Häufige Fehler, die du als Speditionskaufmann in Frankreich vermeiden solltest
- Fehler: Unzureichende Auswahl des Frachtführers. Folge: Du haftest für dessen Fehler. Lösung: Prüfe vor Beauftragung die Lizenz, Versicherung und Referenzen des Frachtführers. Ein schriftlicher Auswahlprozess schützt dich.
- Fehler: Unvollständige Transportdokumente. Folge: Verzögerungen beim Zoll oder bei der Schadensregulierung. Lösung: Nutze Checklisten für jede Sendung. In Frankreich ist der CMR-Frachtbrief das wichtigste Dokument – fülle ihn vollständig aus.
- Fehler: Keine klare Haftungsregelung im Vertrag. Folge: Im Schadensfall zahlst du aus eigener Tasche. Lösung: Vereinbare mit deinem Kunden schriftlich die Haftungsgrenzen (z. B. nach CMR 8,33 SZR/kg) und schließe eine ausreichende Versicherung ab.
- Fehler: Ignorieren französischer Lenk- und Ruhezeiten. Folge: Bußgelder bis zu 1.500 € pro Verstoß und Stilllegung des Fahrzeugs. Lösung: Setze auf digitale Fahrerkarten und überwache die Einhaltung mit Software.
- Fehler: Fehlende Rücklagen für Schadensfälle. Folge: Liquiditätsengpässe. Lösung: Baue einen finanziellen Puffer auf (mindestens 5 % bis 10 % des Jahresumsatzes) und versichere dich gegen die häufigsten Risiken.
Wie viel kostet der Einstieg als Speditionskaufmann?
Die Kosten für den Berufseinstieg variieren. Eine Übersicht hilft dir, den Überblick zu behalten.
| Posten | Kosten (ca.) | Anmerkungen |
|---|---|---|
| Ausbildung (BTS/Licence Pro) | 0 € – 1.500 € pro Jahr | Öffentliche Schulen sind kostenfrei; private Schulen kosten bis 1.500 €/Jahr. |
| Haftpflichtversicherung | 500 € – 2.000 € pro Jahr | Abhängig von Umsatz und Risiko. |
| Software-Lizenz (z. B. Cargowise) | 100 € – 500 € pro Monat | Für Einsteiger oft günstigere Cloud-Lösungen. |
| Büroausstattung (Start) | 1.000 € – 5.000 € | Computer, Drucker, Telefonanlage. |
| Rechtsberatung (Verträge) | 200 € – 500 € einmalig | Für die Prüfung der AGB und Haftungsklauseln. |
Warum eine solide Ausbildung in Frankreich entscheidend ist
Ich habe selbst erlebt, wie schnell man im Dschungel der Vorschriften die Orientierung verlieren kann. Ein strukturiertes Studium oder eine Lehre legt das Fundament.

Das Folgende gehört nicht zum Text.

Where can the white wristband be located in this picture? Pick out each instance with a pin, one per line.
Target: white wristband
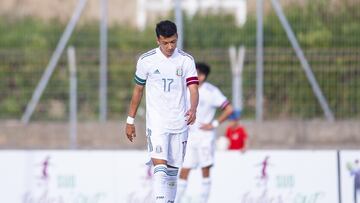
(130, 120)
(215, 123)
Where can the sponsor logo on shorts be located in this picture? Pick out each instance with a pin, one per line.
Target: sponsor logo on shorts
(160, 197)
(158, 149)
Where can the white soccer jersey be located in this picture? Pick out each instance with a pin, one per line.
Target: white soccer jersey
(210, 98)
(201, 143)
(166, 80)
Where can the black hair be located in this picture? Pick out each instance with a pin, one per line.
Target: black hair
(203, 68)
(165, 28)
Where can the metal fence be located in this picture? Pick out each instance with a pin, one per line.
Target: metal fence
(333, 56)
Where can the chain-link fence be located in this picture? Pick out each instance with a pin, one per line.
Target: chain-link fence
(328, 31)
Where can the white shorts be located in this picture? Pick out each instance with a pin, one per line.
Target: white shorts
(200, 149)
(167, 146)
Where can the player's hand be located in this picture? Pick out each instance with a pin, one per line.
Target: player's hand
(207, 126)
(130, 132)
(190, 116)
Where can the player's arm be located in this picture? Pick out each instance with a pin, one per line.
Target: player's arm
(225, 113)
(194, 100)
(134, 104)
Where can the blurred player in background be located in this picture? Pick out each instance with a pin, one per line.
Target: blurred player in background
(201, 142)
(167, 73)
(236, 134)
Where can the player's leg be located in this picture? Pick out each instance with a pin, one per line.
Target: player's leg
(205, 184)
(182, 183)
(177, 149)
(190, 161)
(206, 159)
(158, 148)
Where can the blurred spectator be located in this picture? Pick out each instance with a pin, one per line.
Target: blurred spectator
(236, 133)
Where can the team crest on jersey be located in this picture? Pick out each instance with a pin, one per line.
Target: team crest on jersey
(179, 71)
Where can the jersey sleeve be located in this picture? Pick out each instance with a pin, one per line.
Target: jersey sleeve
(219, 100)
(191, 74)
(141, 73)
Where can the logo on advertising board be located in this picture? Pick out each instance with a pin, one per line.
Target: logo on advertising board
(274, 187)
(49, 184)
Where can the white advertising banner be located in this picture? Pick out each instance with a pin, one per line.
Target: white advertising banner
(350, 176)
(123, 177)
(272, 177)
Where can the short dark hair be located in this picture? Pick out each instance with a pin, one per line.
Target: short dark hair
(203, 68)
(165, 28)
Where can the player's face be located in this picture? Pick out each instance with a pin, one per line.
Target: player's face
(167, 44)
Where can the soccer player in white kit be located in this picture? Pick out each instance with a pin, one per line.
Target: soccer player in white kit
(167, 73)
(201, 142)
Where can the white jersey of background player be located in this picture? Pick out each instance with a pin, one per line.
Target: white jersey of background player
(167, 73)
(201, 142)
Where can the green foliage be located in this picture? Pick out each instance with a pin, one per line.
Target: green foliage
(330, 38)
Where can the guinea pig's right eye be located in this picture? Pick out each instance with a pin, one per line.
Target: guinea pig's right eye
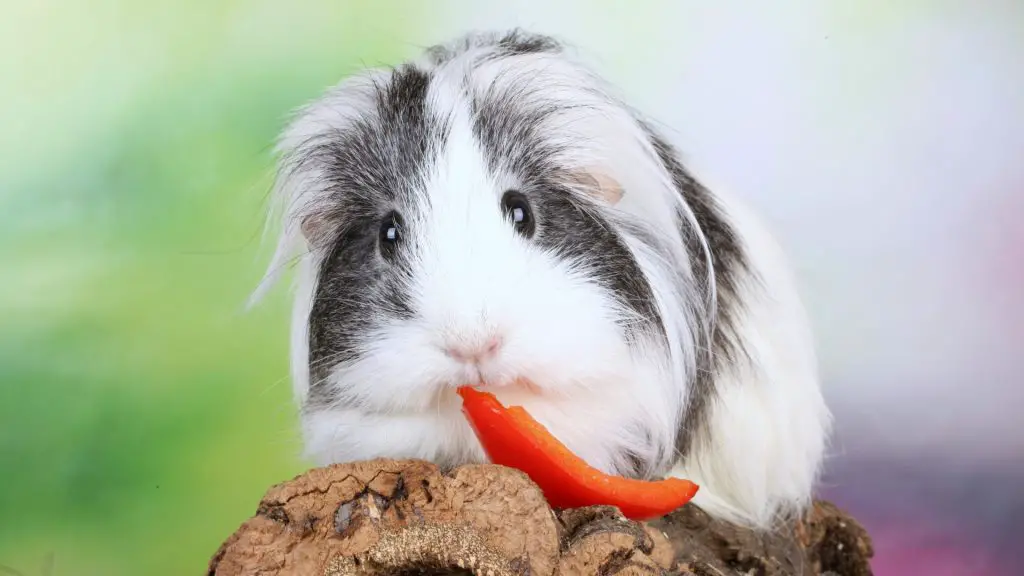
(390, 235)
(517, 210)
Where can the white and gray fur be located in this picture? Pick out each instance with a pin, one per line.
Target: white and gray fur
(655, 321)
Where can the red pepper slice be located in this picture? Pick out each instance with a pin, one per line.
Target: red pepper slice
(512, 438)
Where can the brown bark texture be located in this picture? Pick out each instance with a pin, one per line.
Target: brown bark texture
(409, 518)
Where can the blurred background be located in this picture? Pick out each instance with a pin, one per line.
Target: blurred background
(143, 412)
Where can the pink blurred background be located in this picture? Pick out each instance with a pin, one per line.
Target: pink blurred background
(885, 142)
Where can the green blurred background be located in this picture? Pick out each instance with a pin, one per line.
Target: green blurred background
(143, 410)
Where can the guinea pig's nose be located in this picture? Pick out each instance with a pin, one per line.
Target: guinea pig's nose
(474, 351)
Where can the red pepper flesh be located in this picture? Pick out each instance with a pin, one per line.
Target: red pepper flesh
(512, 438)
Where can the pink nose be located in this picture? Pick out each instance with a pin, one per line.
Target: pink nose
(474, 352)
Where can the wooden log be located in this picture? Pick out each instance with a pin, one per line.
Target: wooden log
(408, 517)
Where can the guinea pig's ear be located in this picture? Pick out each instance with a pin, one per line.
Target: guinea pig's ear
(599, 184)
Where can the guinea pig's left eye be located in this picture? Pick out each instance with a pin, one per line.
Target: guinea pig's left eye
(517, 210)
(390, 235)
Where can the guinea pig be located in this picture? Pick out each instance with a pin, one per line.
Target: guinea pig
(493, 214)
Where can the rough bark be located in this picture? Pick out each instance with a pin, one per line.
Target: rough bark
(408, 518)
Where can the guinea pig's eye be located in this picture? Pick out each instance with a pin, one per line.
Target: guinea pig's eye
(516, 209)
(390, 235)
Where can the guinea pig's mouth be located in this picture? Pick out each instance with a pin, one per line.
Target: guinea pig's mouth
(518, 384)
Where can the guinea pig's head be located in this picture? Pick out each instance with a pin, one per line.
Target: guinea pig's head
(491, 215)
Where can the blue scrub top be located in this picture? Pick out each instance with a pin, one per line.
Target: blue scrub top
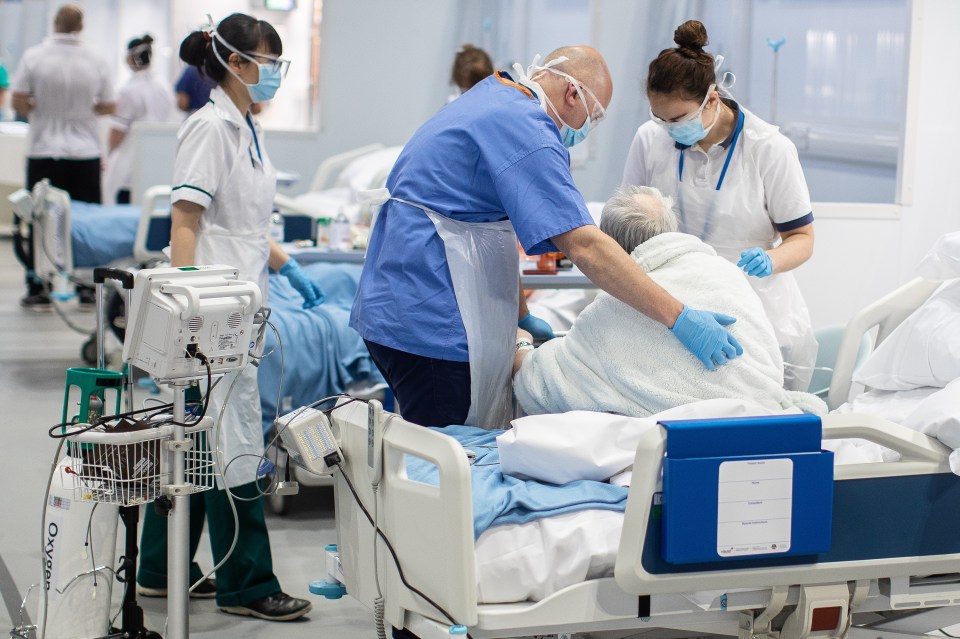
(491, 154)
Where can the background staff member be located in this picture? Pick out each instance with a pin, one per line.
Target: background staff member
(222, 199)
(144, 98)
(737, 182)
(61, 86)
(438, 298)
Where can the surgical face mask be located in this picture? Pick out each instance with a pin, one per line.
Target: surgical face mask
(568, 135)
(270, 73)
(689, 130)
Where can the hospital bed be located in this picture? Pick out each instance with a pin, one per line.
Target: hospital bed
(893, 568)
(868, 584)
(321, 355)
(339, 178)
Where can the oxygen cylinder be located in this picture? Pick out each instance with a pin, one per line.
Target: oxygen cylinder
(78, 537)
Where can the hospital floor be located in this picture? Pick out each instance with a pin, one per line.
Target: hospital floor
(35, 351)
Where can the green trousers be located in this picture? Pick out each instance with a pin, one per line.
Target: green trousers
(246, 576)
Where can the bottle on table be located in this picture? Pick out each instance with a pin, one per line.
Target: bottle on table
(276, 227)
(340, 233)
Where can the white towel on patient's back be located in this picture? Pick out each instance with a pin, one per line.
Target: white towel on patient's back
(617, 360)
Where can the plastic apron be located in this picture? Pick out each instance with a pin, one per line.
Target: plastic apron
(485, 270)
(714, 214)
(238, 238)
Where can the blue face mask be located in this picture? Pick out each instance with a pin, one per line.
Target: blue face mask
(572, 137)
(690, 130)
(267, 86)
(270, 74)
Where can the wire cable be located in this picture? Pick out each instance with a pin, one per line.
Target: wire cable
(44, 582)
(393, 553)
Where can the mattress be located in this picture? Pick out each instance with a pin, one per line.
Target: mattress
(530, 561)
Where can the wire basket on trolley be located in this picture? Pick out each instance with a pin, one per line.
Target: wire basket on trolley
(128, 467)
(112, 467)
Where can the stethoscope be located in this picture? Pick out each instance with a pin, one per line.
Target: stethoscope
(726, 164)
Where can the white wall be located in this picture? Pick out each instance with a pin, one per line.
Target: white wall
(858, 260)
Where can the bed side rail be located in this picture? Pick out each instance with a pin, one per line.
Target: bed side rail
(922, 460)
(887, 313)
(430, 526)
(153, 231)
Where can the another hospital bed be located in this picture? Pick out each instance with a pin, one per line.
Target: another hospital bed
(891, 569)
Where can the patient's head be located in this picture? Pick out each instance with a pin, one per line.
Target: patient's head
(635, 214)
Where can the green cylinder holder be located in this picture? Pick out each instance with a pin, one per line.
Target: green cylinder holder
(92, 384)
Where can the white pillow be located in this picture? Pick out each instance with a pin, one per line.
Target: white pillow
(939, 415)
(923, 351)
(943, 260)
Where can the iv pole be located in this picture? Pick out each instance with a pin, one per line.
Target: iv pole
(775, 45)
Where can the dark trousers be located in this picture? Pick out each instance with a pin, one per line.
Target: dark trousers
(430, 392)
(79, 178)
(246, 576)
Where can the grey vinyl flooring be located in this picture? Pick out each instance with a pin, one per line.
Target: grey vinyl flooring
(35, 351)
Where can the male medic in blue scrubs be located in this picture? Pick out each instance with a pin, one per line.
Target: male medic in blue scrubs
(439, 299)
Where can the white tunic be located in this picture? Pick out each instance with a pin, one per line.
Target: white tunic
(144, 98)
(65, 79)
(222, 167)
(763, 192)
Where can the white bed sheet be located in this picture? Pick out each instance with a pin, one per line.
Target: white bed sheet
(528, 562)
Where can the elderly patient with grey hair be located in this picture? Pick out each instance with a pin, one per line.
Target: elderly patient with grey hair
(616, 360)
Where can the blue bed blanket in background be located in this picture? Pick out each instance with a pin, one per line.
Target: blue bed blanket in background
(322, 355)
(102, 234)
(501, 499)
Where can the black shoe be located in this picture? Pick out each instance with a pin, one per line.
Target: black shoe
(206, 590)
(277, 607)
(37, 302)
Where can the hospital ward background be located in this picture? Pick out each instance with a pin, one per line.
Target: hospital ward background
(866, 91)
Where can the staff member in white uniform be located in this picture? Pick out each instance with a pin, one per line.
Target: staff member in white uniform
(737, 182)
(144, 98)
(222, 198)
(60, 86)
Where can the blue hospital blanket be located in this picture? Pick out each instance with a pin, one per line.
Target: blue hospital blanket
(102, 234)
(322, 354)
(501, 499)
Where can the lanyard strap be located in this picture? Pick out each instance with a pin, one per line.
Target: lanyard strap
(510, 83)
(255, 140)
(726, 164)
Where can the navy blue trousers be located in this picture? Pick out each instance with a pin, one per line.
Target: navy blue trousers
(430, 392)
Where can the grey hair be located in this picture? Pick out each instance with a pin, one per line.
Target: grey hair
(635, 214)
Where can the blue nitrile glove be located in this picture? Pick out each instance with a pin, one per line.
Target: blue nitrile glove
(312, 295)
(704, 335)
(540, 330)
(756, 262)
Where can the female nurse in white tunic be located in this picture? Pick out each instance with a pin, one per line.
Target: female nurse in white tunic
(222, 199)
(738, 185)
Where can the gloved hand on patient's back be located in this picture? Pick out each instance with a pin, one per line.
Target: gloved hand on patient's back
(756, 262)
(704, 335)
(312, 295)
(537, 327)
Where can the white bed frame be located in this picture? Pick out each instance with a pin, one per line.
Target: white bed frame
(885, 315)
(431, 530)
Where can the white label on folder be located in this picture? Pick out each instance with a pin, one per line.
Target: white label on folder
(754, 506)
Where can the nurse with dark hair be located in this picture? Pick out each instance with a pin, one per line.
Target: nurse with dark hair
(222, 197)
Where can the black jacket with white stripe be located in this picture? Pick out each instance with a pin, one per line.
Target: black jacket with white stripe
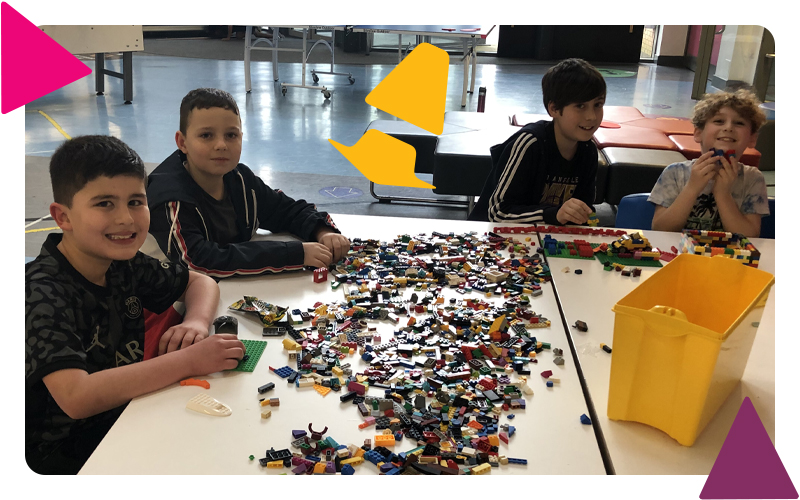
(530, 181)
(179, 213)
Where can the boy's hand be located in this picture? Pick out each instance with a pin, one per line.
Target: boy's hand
(703, 170)
(316, 255)
(338, 244)
(726, 176)
(182, 336)
(218, 352)
(575, 211)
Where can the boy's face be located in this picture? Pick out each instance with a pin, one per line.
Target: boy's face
(213, 141)
(578, 121)
(726, 130)
(108, 220)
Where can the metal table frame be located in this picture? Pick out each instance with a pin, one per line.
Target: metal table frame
(251, 43)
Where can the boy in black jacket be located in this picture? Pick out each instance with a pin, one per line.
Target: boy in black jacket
(546, 172)
(206, 206)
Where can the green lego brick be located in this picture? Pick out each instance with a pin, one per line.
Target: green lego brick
(254, 349)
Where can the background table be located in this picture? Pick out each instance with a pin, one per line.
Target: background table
(468, 34)
(636, 448)
(156, 434)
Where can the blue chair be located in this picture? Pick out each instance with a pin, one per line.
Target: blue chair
(768, 222)
(635, 212)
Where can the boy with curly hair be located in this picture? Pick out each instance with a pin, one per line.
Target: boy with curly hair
(714, 191)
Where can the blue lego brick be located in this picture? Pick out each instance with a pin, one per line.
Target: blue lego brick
(373, 456)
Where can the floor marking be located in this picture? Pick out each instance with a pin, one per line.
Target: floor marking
(56, 125)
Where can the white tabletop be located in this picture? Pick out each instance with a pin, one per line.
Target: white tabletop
(157, 435)
(636, 448)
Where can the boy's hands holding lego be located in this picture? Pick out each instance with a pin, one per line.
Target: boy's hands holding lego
(726, 175)
(338, 244)
(574, 211)
(703, 170)
(216, 353)
(182, 336)
(316, 255)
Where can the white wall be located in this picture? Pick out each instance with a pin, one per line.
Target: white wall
(738, 53)
(672, 40)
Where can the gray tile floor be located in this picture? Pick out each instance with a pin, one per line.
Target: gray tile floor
(286, 137)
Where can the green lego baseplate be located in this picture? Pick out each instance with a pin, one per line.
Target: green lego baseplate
(253, 349)
(603, 258)
(631, 262)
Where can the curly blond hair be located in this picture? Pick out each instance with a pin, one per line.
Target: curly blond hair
(742, 101)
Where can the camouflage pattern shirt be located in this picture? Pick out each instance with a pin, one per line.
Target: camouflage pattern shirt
(749, 191)
(73, 323)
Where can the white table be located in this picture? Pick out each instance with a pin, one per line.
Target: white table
(636, 448)
(157, 435)
(99, 40)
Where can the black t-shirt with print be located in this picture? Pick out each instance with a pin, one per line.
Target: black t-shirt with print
(73, 323)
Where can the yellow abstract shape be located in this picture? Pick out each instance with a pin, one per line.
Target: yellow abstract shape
(415, 91)
(383, 159)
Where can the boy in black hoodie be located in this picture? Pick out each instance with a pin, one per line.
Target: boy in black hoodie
(546, 172)
(206, 206)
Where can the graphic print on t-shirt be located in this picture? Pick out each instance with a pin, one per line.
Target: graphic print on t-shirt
(557, 190)
(704, 215)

Das BTS Transport et Prestations Logistiques vermittelt dir in zwei Jahren alle Grundlagen: von der Betriebswirtschaft über das Transportrecht bis zur praktischen Disposition. Wer tiefer einsteigen will, studiert an einer Licence Pro oder einem Master in Logistik. Die französischen Kammern (CCI) bieten zudem spezielle Seminare für angehende Spediteure an. Seid ihr bereit, diesen Weg zu gehen? Dann packt die Chance – der Bedarf an guten Speditionskaufleuten ist riesig.
Hinweis: Diese Checkliste ersetzt keine rechtliche Beratung. Konsultiere bei konkreten Verträgen und Haftungsfragen einen auf Transportrecht spezialisierten Anwalt in Frankreich.